Birileri de oturup, helal olsun muhalefet böyle olmalı diye alkışlıyor!

Ana muhalefetin milliyetçi kolu -her ne kadar 17-25 Aralık sürecinde yapılan yolsuzluk gibi algı oyunlarına bağıra bağıra eşlik etse de- ihanet belirdiği anda berrak bir dille ‘’reddiye’’ yayınlarken, diğeri zaten vatan satmayı alışkanlık haline getirdiği için bu kanlı hıyanete de bulanık reaksiyonlar gösteriyor.

* * *

Peki, genel manzara nasıl?

Vay efendim memleket tek yumruk olmuş, vay efendim siyasiler ortak paydada buluşmuş, vay efendim sonunda birleştik!

İtiraz ediyorum efendiler!

Birleşmedik!

Sözde demokrasinin cüce muhafızları, önce durum değerlendirmesi yapıp, bir müddet suskun kaldılar. Ve çıkarlarını kollayarak, umut bağladıkları darbecilerin başarısızlığını görüp, orada burada ‘’darbeye hayır’’ palavraları attılar.

Asırlık ihanet çınarlarına, yeni ve taze gibi görünen fakat netice itibariyle aynı pörsümüş kökün evladı olan, kokuşmuş bir gösteriş dalı eklediler.

Ama ne olursa olsun milli şuurda birleşmediler.

Güçlü olanın yancısı oldular!

* * *

Dolunay kadar pak, statükolar kadar net bir gerçek:

Din simsarı ihanet şebekesinin sivil halka yönelik askeri saldırısı başarılı olsaydı, yıllardır putlara ibadet etmekle meşgul olup, kutsal fikir ve kutsal aksiyon bâbında faideli tek bir icraatı bile bulunmayan bu halkperver(!) zihniyet, tabiatları gereği cunta yalakalığına soyunacaktı.

Nitekim içlerinde hapsettikleri melanet kırıntılarını yavaş yavaş silkelemeye başladılar.

Malûm, OHAL…

Körebe oynamaktan vazgeçenler için amaç çok açık:

Ülkedeki terörist temizliğinin önüne set çeken gereksiz formaliteleri saf dışı bırakmak…

Peki, bunlar ne yaptı?

Bunlar OHAL ile hâlleşemediler.

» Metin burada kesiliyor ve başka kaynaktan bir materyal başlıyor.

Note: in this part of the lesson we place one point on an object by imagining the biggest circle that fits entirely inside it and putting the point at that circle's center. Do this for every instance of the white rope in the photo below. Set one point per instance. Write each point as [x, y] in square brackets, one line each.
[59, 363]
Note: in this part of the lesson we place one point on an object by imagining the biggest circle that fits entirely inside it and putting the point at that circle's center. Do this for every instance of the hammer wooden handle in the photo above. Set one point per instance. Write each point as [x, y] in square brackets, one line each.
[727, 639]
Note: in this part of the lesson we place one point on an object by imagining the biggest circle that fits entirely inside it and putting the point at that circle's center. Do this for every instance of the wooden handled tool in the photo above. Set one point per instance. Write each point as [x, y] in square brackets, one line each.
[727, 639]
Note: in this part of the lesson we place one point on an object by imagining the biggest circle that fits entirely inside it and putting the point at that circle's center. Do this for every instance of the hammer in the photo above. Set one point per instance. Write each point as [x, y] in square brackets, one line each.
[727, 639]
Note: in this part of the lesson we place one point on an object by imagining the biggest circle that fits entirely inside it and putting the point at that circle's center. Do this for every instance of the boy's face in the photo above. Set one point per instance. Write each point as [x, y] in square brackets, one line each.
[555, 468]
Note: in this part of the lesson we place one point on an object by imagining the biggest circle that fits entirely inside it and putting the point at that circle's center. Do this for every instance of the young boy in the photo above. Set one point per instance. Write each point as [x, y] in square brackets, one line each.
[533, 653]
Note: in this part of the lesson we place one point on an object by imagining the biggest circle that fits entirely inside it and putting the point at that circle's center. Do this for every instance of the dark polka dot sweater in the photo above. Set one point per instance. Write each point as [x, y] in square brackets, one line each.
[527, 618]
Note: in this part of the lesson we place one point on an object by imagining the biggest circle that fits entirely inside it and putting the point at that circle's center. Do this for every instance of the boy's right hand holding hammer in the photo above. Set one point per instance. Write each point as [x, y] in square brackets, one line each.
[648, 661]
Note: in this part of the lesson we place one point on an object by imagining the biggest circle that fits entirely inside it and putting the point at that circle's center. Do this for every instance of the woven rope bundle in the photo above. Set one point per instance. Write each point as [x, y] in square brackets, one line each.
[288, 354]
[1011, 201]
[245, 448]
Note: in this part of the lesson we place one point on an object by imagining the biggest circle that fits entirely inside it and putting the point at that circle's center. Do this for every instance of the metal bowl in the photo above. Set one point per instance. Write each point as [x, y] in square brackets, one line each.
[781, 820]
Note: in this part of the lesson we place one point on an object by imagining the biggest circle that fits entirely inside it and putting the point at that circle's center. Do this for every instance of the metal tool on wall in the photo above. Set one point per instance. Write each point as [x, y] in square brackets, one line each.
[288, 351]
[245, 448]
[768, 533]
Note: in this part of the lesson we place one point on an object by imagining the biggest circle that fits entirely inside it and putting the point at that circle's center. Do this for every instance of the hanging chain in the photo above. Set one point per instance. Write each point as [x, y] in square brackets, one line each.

Her zamanki gibi PKK’nın diplomatik yüzü HDP ile hemhâl olup, memleketin olağanüstü ahvaline tüy diktiler.

Demokrasi mitingleri düzenleyip, demokrasiye vurulan kılıncı eritmek adına yayımlanan OHAL’e sivil darbe dediler.

Millet kendi askeriyle savaşırken; bunlar meydanlarda ağaç dediler, gezi dediler, laisizm dediler, gericilik dediler, faşizm dediler.

Halk ne dediyse tersini söylediler.

Üstelik utanmadan halkın zaferini kendilerine mâl ettiler.

* * *

O yüzden dedim ya:

Birleşmedik efendiler!

Birleşmeyeceğiz de!

Bu düzenbazların memleket edebiyatına kanmayacağız.

Çünkü memleket biziz!

Ya yeniden doğacak o kutlu fikri emzireceğiz, ya çoktan ölmüş lağım çukurlarında yeniden boğulacağız!